A man died this week.
A man who, by all accounts, was a blessing to all who knew him… at least all who knew him during the twenty years that I knew him.
He had been my Sunday school teacher and neighbor during the early years of my marriage.
His wife is a Facebook friend of mine, and she made a post asking for stories about him to be emailed to her.
I thought and thought about what I should send her, because goodness, he was a good man… and in the end, sent her nothing.
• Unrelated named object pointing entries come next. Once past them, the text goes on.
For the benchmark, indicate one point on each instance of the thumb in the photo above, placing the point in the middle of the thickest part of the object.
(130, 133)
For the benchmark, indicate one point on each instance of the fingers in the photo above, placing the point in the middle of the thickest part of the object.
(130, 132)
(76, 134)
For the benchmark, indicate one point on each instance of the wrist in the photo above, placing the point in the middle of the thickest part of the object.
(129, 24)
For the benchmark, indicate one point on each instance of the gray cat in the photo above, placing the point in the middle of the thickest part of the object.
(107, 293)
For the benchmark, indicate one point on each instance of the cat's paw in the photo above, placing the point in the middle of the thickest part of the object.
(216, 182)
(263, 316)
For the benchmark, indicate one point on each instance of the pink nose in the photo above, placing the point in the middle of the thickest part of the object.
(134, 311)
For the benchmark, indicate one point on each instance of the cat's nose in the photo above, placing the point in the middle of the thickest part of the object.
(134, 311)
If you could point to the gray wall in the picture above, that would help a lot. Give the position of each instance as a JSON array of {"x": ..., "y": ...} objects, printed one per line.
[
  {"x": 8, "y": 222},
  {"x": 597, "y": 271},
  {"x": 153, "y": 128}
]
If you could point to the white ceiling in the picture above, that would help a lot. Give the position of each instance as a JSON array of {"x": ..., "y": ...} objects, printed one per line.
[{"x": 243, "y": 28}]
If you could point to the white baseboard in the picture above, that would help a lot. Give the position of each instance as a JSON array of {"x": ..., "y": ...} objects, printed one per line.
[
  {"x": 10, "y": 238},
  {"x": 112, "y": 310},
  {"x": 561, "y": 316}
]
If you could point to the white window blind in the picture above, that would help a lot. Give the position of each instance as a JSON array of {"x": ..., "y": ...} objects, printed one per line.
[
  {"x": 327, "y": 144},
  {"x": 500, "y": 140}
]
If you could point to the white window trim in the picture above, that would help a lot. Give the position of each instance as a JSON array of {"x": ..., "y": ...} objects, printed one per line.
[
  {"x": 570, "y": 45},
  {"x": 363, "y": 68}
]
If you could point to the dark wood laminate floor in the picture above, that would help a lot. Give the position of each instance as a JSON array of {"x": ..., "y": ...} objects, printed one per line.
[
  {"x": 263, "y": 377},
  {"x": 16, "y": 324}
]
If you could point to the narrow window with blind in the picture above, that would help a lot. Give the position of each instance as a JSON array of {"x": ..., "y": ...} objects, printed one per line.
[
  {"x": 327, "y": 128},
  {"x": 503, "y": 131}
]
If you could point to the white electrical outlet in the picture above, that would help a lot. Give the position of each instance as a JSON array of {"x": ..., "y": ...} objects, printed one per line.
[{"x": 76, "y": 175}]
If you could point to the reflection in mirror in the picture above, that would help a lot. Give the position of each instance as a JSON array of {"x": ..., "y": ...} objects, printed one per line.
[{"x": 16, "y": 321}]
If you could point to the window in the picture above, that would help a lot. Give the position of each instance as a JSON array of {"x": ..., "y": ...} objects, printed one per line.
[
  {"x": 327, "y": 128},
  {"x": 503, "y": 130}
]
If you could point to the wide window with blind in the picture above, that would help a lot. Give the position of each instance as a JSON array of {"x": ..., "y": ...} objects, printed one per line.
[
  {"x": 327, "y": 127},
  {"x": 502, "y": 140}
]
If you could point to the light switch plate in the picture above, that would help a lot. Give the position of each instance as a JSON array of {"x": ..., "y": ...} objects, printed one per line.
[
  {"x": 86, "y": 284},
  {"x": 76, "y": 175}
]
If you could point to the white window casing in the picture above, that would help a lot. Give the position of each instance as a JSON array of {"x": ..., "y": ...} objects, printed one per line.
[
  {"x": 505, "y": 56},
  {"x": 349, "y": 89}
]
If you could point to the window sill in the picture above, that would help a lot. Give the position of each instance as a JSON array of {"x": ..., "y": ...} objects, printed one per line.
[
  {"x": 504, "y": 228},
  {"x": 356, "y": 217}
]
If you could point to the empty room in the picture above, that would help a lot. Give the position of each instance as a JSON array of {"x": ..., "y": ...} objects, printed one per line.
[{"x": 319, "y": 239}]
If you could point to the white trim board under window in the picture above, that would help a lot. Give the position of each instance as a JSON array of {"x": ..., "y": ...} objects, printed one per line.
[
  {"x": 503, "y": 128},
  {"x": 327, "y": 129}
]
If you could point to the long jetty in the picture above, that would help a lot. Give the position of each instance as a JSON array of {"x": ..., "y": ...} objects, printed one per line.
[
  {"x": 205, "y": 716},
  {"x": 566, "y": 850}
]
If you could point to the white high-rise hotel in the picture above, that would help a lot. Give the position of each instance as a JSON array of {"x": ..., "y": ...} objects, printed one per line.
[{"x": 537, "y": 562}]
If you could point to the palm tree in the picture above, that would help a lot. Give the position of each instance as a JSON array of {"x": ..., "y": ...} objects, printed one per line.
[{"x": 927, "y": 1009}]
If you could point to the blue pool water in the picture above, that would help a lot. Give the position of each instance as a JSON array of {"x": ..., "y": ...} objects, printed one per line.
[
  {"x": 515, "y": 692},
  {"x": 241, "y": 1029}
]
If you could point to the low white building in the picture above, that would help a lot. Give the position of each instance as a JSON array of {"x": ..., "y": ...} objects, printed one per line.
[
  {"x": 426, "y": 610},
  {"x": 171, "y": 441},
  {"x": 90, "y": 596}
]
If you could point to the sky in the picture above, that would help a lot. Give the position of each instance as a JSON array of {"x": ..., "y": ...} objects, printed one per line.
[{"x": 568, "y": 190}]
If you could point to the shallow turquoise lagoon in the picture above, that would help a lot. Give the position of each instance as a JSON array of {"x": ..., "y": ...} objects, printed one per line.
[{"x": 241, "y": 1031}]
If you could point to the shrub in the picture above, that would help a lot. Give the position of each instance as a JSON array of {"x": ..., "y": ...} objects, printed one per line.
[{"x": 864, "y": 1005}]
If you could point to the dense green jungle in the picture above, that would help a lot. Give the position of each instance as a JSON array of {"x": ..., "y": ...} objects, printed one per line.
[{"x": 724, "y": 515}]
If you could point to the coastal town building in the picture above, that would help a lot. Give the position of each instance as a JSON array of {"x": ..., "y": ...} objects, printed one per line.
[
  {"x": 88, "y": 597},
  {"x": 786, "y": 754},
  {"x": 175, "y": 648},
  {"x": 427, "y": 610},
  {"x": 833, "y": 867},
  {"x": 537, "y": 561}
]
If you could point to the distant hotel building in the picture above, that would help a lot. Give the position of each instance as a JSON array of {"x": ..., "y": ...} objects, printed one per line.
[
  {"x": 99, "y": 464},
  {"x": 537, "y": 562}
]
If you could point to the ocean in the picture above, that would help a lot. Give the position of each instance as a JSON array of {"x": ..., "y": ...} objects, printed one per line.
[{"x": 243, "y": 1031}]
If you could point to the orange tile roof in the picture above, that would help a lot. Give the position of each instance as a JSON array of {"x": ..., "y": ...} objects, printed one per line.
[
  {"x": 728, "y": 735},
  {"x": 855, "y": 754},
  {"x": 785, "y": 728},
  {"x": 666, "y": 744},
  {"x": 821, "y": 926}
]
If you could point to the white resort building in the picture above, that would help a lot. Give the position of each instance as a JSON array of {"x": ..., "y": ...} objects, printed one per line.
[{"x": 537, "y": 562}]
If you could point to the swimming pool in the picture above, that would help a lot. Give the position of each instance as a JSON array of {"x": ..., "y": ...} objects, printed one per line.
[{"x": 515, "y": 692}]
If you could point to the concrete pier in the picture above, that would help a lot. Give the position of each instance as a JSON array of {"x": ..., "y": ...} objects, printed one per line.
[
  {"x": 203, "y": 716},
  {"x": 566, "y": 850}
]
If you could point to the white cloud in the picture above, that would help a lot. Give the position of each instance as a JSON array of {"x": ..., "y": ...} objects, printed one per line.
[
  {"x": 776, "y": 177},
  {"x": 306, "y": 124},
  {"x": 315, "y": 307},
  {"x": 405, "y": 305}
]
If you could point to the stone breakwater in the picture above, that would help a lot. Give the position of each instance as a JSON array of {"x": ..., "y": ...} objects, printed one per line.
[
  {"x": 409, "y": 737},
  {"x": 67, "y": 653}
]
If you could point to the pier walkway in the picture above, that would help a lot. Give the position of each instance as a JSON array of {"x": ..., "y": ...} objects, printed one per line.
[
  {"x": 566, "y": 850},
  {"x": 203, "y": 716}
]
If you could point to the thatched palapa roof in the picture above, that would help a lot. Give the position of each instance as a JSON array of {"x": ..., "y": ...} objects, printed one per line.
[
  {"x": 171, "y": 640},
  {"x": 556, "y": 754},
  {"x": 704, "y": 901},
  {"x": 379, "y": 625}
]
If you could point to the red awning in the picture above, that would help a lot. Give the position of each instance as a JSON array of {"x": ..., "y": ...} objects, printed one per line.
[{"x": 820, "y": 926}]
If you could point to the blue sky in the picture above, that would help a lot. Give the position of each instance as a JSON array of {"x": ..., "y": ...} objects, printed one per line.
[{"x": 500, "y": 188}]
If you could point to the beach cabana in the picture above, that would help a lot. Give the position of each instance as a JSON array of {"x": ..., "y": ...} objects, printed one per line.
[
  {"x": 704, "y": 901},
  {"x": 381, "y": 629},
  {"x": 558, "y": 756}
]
Because even though I had quite a few memories of this guy from being in his Sunday school class and living a block away from him for twelve years, the story that kept coming to my mind of the time he influenced my life the most would be shallow and frivolous and meaningless to anyone but me.
But that one little story makes me tear up every time I think about it.
He said I was pretty.
That’s it.
I told you… shallow. Frivolous. Meaningless.
Except it wasn’t, to a girl who was feeling quite broken about her appearance.
I remember the exact moment, exactly where I was standing, exactly what I was wearing.
I was pregnant with my first baby, and had just reached the point in pregnancy that I had to break out the maternity clothes. It was a white linen dress that tended to wrinkle badly, with a faint floral pattern, and it tied behind my back.
I had also reached the point in pregnancy where my husband had started calling me fat ass. I mean, I had gained five or ten pounds by then, so clearly I deserved it.
I felt completely self-conscious in my white linen maternity dress.
Too fat.
That’s probably about the time I had taken to wearing only black clothes, because black is slimming. I still wear almost all black. The neural pathways that were carved into my brain during that marriage are deep, man.
Black recedes.
Black makes you disappear.
I have sixteen solid black dresses hanging in my closet as we speak.
It might be a sickness.
But a white dress… a white linen dress… well, it draws attention, and makes you expand, visually, and it might have even been too short, I can remember worrying, and if it’s too short your fat legs show too much. But I didn’t have a lot of maternity clothes, maybe three or four things, so I wore what I had.
Such are the thoughts of a woman who has been called fat ass by the man who is supposed to love her the most.
It messes you up.
Years of therapy haven’t erased it.
You may get to the point where you can grasp that you’re not 100% the Elephant Man, but …
Looking in the mirror is hard.
Pictures are hard.
That was about the point that I started hating every single picture of myself.
Verbal abuse is possibly the most horrendous type of abuse because it stays with you forever.
But at church that night, I overheard him say to someone,
Melissa is so pretty.
For a girl who was feeling 100% like the Elephant Man, that was huge.
For a girl who was treated like a disgusting, obese, unattractive specimen at home, it was life.
I never thought of that man without always thinking, he thinks I’m pretty.
It was said in a way that a fatherly, Sunday school teacher type would say it, and nothing more, just to clarify.
And at moments when I was in the pit of divorce and despair and entertaining thoughts that maybe the world would be better off if I were dead because I was really garbage, and my husband was texting me that nobody was ever going to want me because I was fat and ugly, I hung onto those words.
Words ARE my love language.
Therefore, mean words are the worst weapon you can use against me.
The ex husband knows this.
The man, my Sunday school teacher, couldn’t have known it.
But he was the type to always go out of his way to be a blessing, to build up and not tear down, and to leave people feeling better than he found them.
I’m so sad that he’s gone.
You never know when the words you say are going to be hope and peace and strength to someone going through an excruciating time.
And if you think someone is pretty, you should say it. It might just mean more than you know.